The Batch User Guide has a great example of building a Docker image and parallel running this across a number of jobs. I’ve used much of this to scaffold out the infrastructure I needed using CDK. This guide covers creating the image, pushing to ECR and the Job Definition you need to run jobs.

Using EC2 Spot instances is a great solution for this, this isn’t a mission critical or time sensitive job so I can get some significant savings by using Spot instances to run my containers. AWS Batch manages spinning up and down the compute environment when the jobs need to run so that I am only paying for running the jobs.
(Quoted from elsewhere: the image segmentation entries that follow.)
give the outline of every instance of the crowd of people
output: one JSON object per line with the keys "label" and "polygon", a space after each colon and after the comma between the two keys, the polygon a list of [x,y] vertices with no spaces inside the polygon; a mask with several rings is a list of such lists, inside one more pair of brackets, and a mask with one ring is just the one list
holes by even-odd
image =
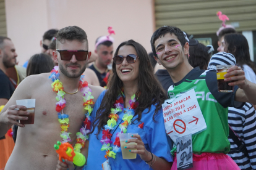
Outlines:
{"label": "crowd of people", "polygon": [[[85,31],[70,26],[45,33],[41,53],[21,69],[11,39],[0,36],[0,169],[256,169],[256,65],[234,28],[222,26],[217,36],[212,56],[211,46],[175,26],[153,33],[150,54],[132,39],[114,49],[114,38],[102,36],[95,57]],[[219,92],[217,65],[233,66],[223,75],[232,92]],[[35,121],[24,125],[31,113],[16,100],[30,99]],[[194,123],[203,129],[189,127],[195,108],[202,119]],[[122,147],[120,136],[130,133]],[[178,141],[187,137],[191,153],[181,156],[189,145],[181,148]],[[59,140],[85,164],[59,159]],[[135,158],[123,158],[123,150]]]}

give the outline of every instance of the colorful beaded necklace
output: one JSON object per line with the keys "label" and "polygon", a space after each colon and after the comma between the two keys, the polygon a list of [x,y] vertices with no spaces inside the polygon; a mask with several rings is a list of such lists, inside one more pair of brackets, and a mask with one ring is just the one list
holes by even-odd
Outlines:
{"label": "colorful beaded necklace", "polygon": [[[57,93],[56,99],[58,102],[56,103],[56,110],[58,112],[58,121],[61,124],[61,137],[62,139],[61,141],[62,143],[70,142],[71,139],[69,137],[70,132],[67,132],[67,129],[69,127],[69,115],[63,113],[63,109],[66,107],[66,100],[64,95],[66,93],[64,92],[62,83],[59,81],[59,73],[58,73],[58,67],[56,66],[51,71],[51,75],[49,76],[53,83],[51,84],[53,91]],[[85,81],[83,81],[84,76],[81,76],[79,81],[79,87],[81,87],[80,92],[83,93],[83,105],[85,109],[87,110],[85,113],[86,119],[83,122],[83,126],[80,129],[80,132],[76,133],[77,142],[74,147],[74,151],[80,152],[80,149],[84,147],[85,141],[88,139],[87,134],[90,131],[91,123],[91,113],[93,110],[90,105],[94,104],[93,99],[93,96],[92,95],[92,90],[88,87],[88,83]]]}
{"label": "colorful beaded necklace", "polygon": [[[132,95],[129,103],[130,105],[130,108],[128,108],[127,107],[127,108],[124,108],[124,100],[122,95],[119,95],[117,100],[116,100],[116,102],[113,105],[113,108],[111,109],[111,113],[108,116],[109,119],[107,122],[107,124],[104,126],[105,129],[102,131],[103,136],[101,140],[100,140],[100,142],[103,145],[100,150],[101,151],[106,150],[105,157],[106,159],[108,159],[108,157],[115,159],[116,153],[121,152],[121,151],[119,134],[119,133],[126,133],[128,125],[130,124],[130,121],[134,116],[135,113],[134,109],[136,108],[139,105],[139,103],[135,101],[135,94]],[[111,147],[110,144],[113,143],[111,140],[113,134],[110,133],[109,131],[114,129],[114,127],[117,125],[116,122],[119,118],[117,113],[122,111],[123,109],[126,113],[124,115],[122,118],[124,123],[119,124],[121,132],[116,134],[115,141],[113,144],[114,147]]]}

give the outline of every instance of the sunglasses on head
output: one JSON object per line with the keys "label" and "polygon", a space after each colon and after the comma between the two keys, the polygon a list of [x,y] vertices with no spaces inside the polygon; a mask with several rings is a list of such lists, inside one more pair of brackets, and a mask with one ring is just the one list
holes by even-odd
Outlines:
{"label": "sunglasses on head", "polygon": [[124,57],[126,57],[126,61],[129,63],[134,63],[136,62],[137,57],[139,58],[138,56],[136,56],[135,54],[129,54],[126,57],[122,55],[116,55],[113,57],[114,63],[115,64],[121,64],[124,61]]}
{"label": "sunglasses on head", "polygon": [[43,48],[44,48],[45,50],[48,50],[48,46],[46,46],[45,44],[43,44]]}
{"label": "sunglasses on head", "polygon": [[85,50],[56,50],[61,55],[62,60],[69,61],[72,56],[75,55],[77,61],[86,60],[87,59],[88,51]]}

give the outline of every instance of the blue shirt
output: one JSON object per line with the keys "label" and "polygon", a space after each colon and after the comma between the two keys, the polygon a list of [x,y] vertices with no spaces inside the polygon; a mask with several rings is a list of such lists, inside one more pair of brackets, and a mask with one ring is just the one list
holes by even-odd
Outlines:
{"label": "blue shirt", "polygon": [[[95,103],[93,110],[92,113],[92,117],[95,118],[96,112],[100,106],[102,99],[105,94],[104,91],[98,98]],[[138,133],[144,142],[146,149],[151,152],[158,157],[165,159],[167,161],[173,161],[173,157],[170,154],[170,147],[168,145],[167,136],[165,132],[164,124],[162,110],[158,111],[158,114],[155,117],[156,123],[153,121],[153,115],[155,113],[155,107],[151,105],[150,111],[148,109],[145,109],[142,113],[140,121],[144,123],[142,129],[139,128],[138,126],[141,122],[135,121],[134,123],[129,124],[127,127],[127,133]],[[117,121],[117,124],[122,121],[124,112],[119,112],[117,113],[119,118]],[[134,120],[138,116],[134,117]],[[111,137],[111,141],[114,142],[116,133],[121,131],[119,126],[116,125],[114,127],[114,129],[111,131],[113,133],[117,127]],[[100,140],[102,137],[102,131],[97,137],[95,135],[98,132],[96,128],[95,131],[92,134],[89,138],[89,150],[88,154],[88,160],[86,169],[99,169],[102,170],[101,164],[106,160],[104,157],[106,155],[106,151],[101,151],[100,149],[102,144]],[[113,144],[111,144],[113,146]],[[123,160],[122,153],[116,153],[116,159],[109,158],[110,166],[111,170],[114,169],[152,169],[148,164],[147,164],[139,155],[137,155],[136,159],[133,160]]]}

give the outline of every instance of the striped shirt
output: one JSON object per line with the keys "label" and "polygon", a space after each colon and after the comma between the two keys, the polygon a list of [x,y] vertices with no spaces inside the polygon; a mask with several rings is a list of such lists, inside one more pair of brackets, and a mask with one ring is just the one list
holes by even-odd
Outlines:
{"label": "striped shirt", "polygon": [[234,153],[228,155],[241,169],[256,169],[256,116],[254,108],[250,103],[246,103],[242,108],[229,107],[228,109],[228,123],[245,144],[249,158],[242,152],[234,152],[238,150],[238,147],[229,137],[231,152]]}
{"label": "striped shirt", "polygon": [[[208,69],[216,71],[216,66],[220,65],[234,65],[236,59],[231,54],[218,52],[211,57]],[[245,68],[244,66],[244,68]],[[244,71],[245,73],[248,72],[244,69]],[[256,76],[255,74],[253,75]],[[254,81],[252,81],[253,79],[250,76],[247,76],[246,78]],[[255,83],[255,82],[253,83]],[[228,123],[245,145],[249,158],[247,158],[242,152],[235,152],[238,150],[238,147],[230,137],[228,140],[231,144],[232,153],[228,155],[237,164],[240,169],[256,169],[256,116],[252,104],[246,103],[242,108],[239,109],[229,107]]]}

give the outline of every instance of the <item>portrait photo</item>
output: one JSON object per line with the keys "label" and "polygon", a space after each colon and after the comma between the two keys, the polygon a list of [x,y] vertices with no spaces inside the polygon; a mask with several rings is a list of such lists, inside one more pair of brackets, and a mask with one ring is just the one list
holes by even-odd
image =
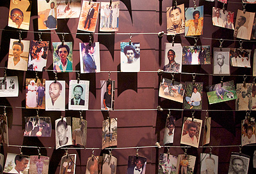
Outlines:
{"label": "portrait photo", "polygon": [[32,41],[28,57],[28,70],[44,71],[46,68],[49,41]]}
{"label": "portrait photo", "polygon": [[29,30],[32,1],[10,1],[8,26],[16,29]]}
{"label": "portrait photo", "polygon": [[95,32],[100,3],[83,1],[77,30]]}
{"label": "portrait photo", "polygon": [[237,10],[234,37],[250,40],[255,13]]}
{"label": "portrait photo", "polygon": [[164,43],[164,71],[181,73],[182,60],[182,47],[180,43]]}
{"label": "portrait photo", "polygon": [[57,72],[71,72],[73,70],[72,43],[52,42],[53,70]]}
{"label": "portrait photo", "polygon": [[120,66],[122,72],[139,72],[140,70],[140,43],[120,43]]}
{"label": "portrait photo", "polygon": [[119,1],[100,3],[100,31],[118,31],[119,20]]}
{"label": "portrait photo", "polygon": [[228,174],[247,173],[250,156],[232,152]]}
{"label": "portrait photo", "polygon": [[65,80],[45,80],[45,110],[65,111]]}
{"label": "portrait photo", "polygon": [[210,105],[237,99],[234,81],[210,85],[206,87],[207,98]]}
{"label": "portrait photo", "polygon": [[158,164],[158,174],[175,174],[178,157],[168,154],[160,154]]}
{"label": "portrait photo", "polygon": [[56,149],[72,145],[71,118],[63,117],[55,120]]}
{"label": "portrait photo", "polygon": [[102,149],[111,146],[117,146],[117,118],[102,122]]}
{"label": "portrait photo", "polygon": [[203,84],[200,82],[185,82],[184,110],[202,110]]}
{"label": "portrait photo", "polygon": [[79,147],[86,147],[87,121],[82,118],[72,118],[72,143]]}
{"label": "portrait photo", "polygon": [[57,29],[57,0],[37,0],[38,30]]}
{"label": "portrait photo", "polygon": [[200,154],[201,174],[218,173],[218,156],[209,154]]}
{"label": "portrait photo", "polygon": [[199,147],[202,120],[184,117],[182,126],[180,143],[191,145],[196,148]]}
{"label": "portrait photo", "polygon": [[7,153],[4,173],[28,174],[29,161],[29,156]]}
{"label": "portrait photo", "polygon": [[50,158],[46,156],[30,156],[29,174],[47,174]]}
{"label": "portrait photo", "polygon": [[166,7],[167,35],[185,33],[184,4]]}
{"label": "portrait photo", "polygon": [[45,79],[26,78],[25,82],[26,108],[45,109]]}
{"label": "portrait photo", "polygon": [[51,117],[25,117],[24,136],[51,137]]}
{"label": "portrait photo", "polygon": [[100,80],[100,106],[102,110],[113,110],[115,80]]}
{"label": "portrait photo", "polygon": [[57,6],[57,18],[79,18],[81,0],[60,0]]}
{"label": "portrait photo", "polygon": [[100,72],[99,42],[79,43],[81,73]]}
{"label": "portrait photo", "polygon": [[11,39],[8,61],[8,69],[27,71],[29,41]]}
{"label": "portrait photo", "polygon": [[69,81],[68,110],[88,110],[90,81],[77,80]]}
{"label": "portrait photo", "polygon": [[185,36],[203,34],[204,6],[185,8]]}

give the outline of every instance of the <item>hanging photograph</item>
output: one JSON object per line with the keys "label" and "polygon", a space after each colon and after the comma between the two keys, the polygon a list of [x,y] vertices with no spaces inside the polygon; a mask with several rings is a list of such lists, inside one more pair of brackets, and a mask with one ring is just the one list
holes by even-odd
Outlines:
{"label": "hanging photograph", "polygon": [[57,29],[57,0],[37,0],[38,30]]}
{"label": "hanging photograph", "polygon": [[79,43],[81,73],[100,72],[99,42]]}
{"label": "hanging photograph", "polygon": [[140,43],[121,42],[120,66],[122,72],[139,72],[140,70]]}
{"label": "hanging photograph", "polygon": [[88,110],[90,81],[70,80],[69,81],[68,110]]}
{"label": "hanging photograph", "polygon": [[31,1],[10,1],[8,26],[16,29],[29,30]]}
{"label": "hanging photograph", "polygon": [[118,31],[119,20],[119,1],[100,4],[100,31]]}
{"label": "hanging photograph", "polygon": [[11,39],[8,69],[27,71],[29,41]]}
{"label": "hanging photograph", "polygon": [[115,80],[100,80],[100,105],[102,110],[113,110]]}
{"label": "hanging photograph", "polygon": [[77,30],[95,32],[100,3],[83,1]]}

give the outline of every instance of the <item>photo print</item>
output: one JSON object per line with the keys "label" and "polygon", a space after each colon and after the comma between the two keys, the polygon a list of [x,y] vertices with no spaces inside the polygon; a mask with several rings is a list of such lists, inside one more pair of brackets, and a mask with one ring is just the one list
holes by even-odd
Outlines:
{"label": "photo print", "polygon": [[100,72],[99,42],[79,43],[81,73]]}
{"label": "photo print", "polygon": [[184,4],[166,7],[167,35],[185,33]]}
{"label": "photo print", "polygon": [[49,48],[49,41],[32,41],[28,57],[28,70],[44,71]]}
{"label": "photo print", "polygon": [[100,31],[118,31],[120,2],[102,2],[100,4]]}
{"label": "photo print", "polygon": [[57,29],[57,0],[37,0],[38,30]]}
{"label": "photo print", "polygon": [[95,32],[100,3],[83,1],[77,30]]}
{"label": "photo print", "polygon": [[4,173],[28,174],[29,161],[29,156],[7,153]]}
{"label": "photo print", "polygon": [[203,84],[201,82],[185,82],[184,110],[202,110]]}
{"label": "photo print", "polygon": [[45,79],[26,78],[25,82],[26,108],[45,109]]}
{"label": "photo print", "polygon": [[234,81],[228,81],[207,87],[207,98],[210,105],[237,99]]}
{"label": "photo print", "polygon": [[211,64],[210,45],[183,46],[182,64]]}
{"label": "photo print", "polygon": [[0,97],[17,97],[19,96],[18,76],[0,77]]}
{"label": "photo print", "polygon": [[234,37],[250,40],[255,13],[237,10]]}
{"label": "photo print", "polygon": [[24,136],[51,137],[51,117],[25,117]]}
{"label": "photo print", "polygon": [[180,143],[198,148],[202,122],[202,120],[194,119],[192,120],[192,118],[184,117]]}
{"label": "photo print", "polygon": [[56,149],[72,145],[71,118],[62,117],[55,120]]}
{"label": "photo print", "polygon": [[72,43],[52,42],[53,70],[57,72],[71,72],[73,70]]}
{"label": "photo print", "polygon": [[242,120],[241,125],[242,146],[256,143],[255,118]]}
{"label": "photo print", "polygon": [[121,42],[120,66],[122,72],[139,72],[140,70],[140,43]]}
{"label": "photo print", "polygon": [[29,29],[31,1],[10,1],[8,26],[24,30]]}
{"label": "photo print", "polygon": [[218,173],[218,156],[209,154],[200,154],[201,174]]}
{"label": "photo print", "polygon": [[117,118],[102,122],[102,149],[111,146],[117,146]]}
{"label": "photo print", "polygon": [[185,8],[185,36],[203,34],[204,6]]}
{"label": "photo print", "polygon": [[100,80],[102,110],[114,110],[115,80]]}
{"label": "photo print", "polygon": [[182,47],[180,43],[164,43],[164,71],[181,73]]}
{"label": "photo print", "polygon": [[57,18],[79,18],[81,0],[60,0],[57,6]]}
{"label": "photo print", "polygon": [[250,156],[239,153],[232,152],[228,174],[247,173]]}
{"label": "photo print", "polygon": [[50,158],[46,156],[30,156],[29,174],[47,174]]}
{"label": "photo print", "polygon": [[70,80],[69,81],[68,110],[88,110],[90,81]]}
{"label": "photo print", "polygon": [[45,110],[65,111],[65,80],[45,80]]}
{"label": "photo print", "polygon": [[87,121],[82,118],[72,118],[73,145],[86,147]]}
{"label": "photo print", "polygon": [[11,39],[7,68],[27,71],[29,41]]}
{"label": "photo print", "polygon": [[178,157],[168,154],[160,154],[158,174],[175,174]]}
So a quick highlight of the some of the CDK code we need:

Create the IAM roles and permissions required

const batchServiceRole = new iam.Role(this, 'batchServiceRole', {
  roleName: 'batchServiceRole',
  assumedBy: new ServicePrincipal('batch.amazonaws.com'),
  managedPolicyArns: [
    'arn:aws:iam::aws:policy/service-role/AWSBatchServiceRole'
  ]
});

const spotFleetRole = new iam.Role(this, 'spotFleetRole', {
  roleName: 'AmazonEC2SpotFleetRole',
  assumedBy: new ServicePrincipal('spotfleet.amazonaws.com'),
  managedPolicyArns: [
    'arn:aws:iam::aws:policy/service-role/AmazonEC2SpotFleetTaggingRole'
  ]
});

const batchInstanceRole = new iam.Role(this, 'batchInstanceRole', {
  roleName: 'batchInstanceRole',
  assumedBy: new iam.CompositePrincipal( 
      new ServicePrincipal('ec2.amazonaws.com'),
      new ServicePrincipal('ecs.amazonaws.com')),
  managedPolicyArns: [
    'arn:aws:iam::aws:policy/AmazonS3FullAccess'
  ]
});

new iam.CfnInstanceProfile(this, 'batchInstanceProfile', {
  instanceProfileName: batchInstanceRole.roleName,
  roles: [
    batchInstanceRole.roleName
  ]
});

Note You need to create IAM Instance profile for the containers to execute under, just creating a role in CDK is not enough

Create the Batch Compute

const compEnv = new batch.CfnComputeEnvironment(this, 'batchCompute', {
  type: 'MANAGED',
  serviceRole: batchServiceRole.roleArn,
  computeResources: {
    type: 'SPOT',
    maxvCpus: 128,
    minvCpus: 0,
    desiredvCpus: 0,
    spotIamFleetRole: spotFleetRole.roleArn,
    instanceRole: batchInstanceRole.roleName,
    instanceTypes: [
      'optimal'
    ],
    subnets: [
      vpc.publicSubnets[0].subnetId,
      vpc.publicSubnets[1].subnetId,
      vpc.publicSubnets[2].subnetId
    ],
    securityGroupIds: [
      vpc.vpcDefaultSecurityGroup
    ]
  }
});

Important “instanceRole” should be the IAM Role Name, NOT the IAM Role ARN, if you get this incorrect you will end up with a “INVALID” Batch Compute Environment and need to fix the name and recreate it from scratch.

Create a Job Definition

new batch.CfnJobDefinition(this, 'batchJobDef', {
  jobDefinitionName: "s3select-dotnet",
  type: "container",
  containerProperties: {
    image: this.accountId + ".dkr.ecr.us-east-1.amazonaws.com/mjsdemo-ecr:latest",
    vcpus: 1,
    memory: 128,
    environment: [
      {
        name: "SQS_QUEUE_URL",
        value: sqsQueue.queueUrl
      },
      {
        name: "S3_QUERY_LIMIT",
        value: " LIMIT 10000"
      } 
    ]
  }
});

The nice thing here is that I can inject my SQS details from earlier on in the stack and pass them into the container as environment variables.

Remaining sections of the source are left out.